腰には特に異常がないのに腰が痛くなる、というのは、アスレティックトレーナーである私からすると、それほど不思議なことではありません。

いくら腰を検査してもわからないという意味で原因不明とされている腰痛は多々ありますが、本当の原因は「腰以外の硬さ」にある場合があります。

「腰以外の硬さ」とは具体的に何かというと、足首や胸椎、股関節など、腰以外の部位の硬さのことです。

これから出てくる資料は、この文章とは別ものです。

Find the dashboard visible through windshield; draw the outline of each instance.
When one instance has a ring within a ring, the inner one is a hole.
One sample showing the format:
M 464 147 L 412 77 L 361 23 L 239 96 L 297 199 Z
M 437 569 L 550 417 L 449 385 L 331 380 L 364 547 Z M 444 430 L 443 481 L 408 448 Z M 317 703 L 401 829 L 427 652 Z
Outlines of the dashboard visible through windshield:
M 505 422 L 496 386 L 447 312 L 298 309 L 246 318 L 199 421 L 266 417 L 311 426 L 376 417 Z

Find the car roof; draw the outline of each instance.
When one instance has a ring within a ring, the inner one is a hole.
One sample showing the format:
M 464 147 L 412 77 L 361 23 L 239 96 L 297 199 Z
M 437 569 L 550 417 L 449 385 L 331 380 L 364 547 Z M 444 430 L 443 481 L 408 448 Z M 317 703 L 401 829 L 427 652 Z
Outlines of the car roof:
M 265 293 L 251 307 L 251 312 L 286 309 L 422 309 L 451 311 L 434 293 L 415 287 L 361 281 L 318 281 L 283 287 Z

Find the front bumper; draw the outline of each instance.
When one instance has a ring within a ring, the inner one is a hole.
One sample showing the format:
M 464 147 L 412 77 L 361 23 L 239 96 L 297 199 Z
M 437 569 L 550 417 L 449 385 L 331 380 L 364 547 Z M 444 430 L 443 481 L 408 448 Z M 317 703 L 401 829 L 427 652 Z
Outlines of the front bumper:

人の体は各部位が複数の関節によって密接につながり、全てが連動して初めて機能します。その理論をよく理解せずにストレッチなどをすると、体の各部位が正常に作動せず、反対に腰に負荷をかける場合があるので注意が必要です。

これまで多くのアスリートのトレーナーを務めてきましたが、痛みや故障が少ないプレーヤーは、体の関節や部位の連動の理論を理解してトレーニングを行い、無駄な負担をかけずに身体を作り上げていきます。そのため、痛みや故障なく、激しい運動ができるのです。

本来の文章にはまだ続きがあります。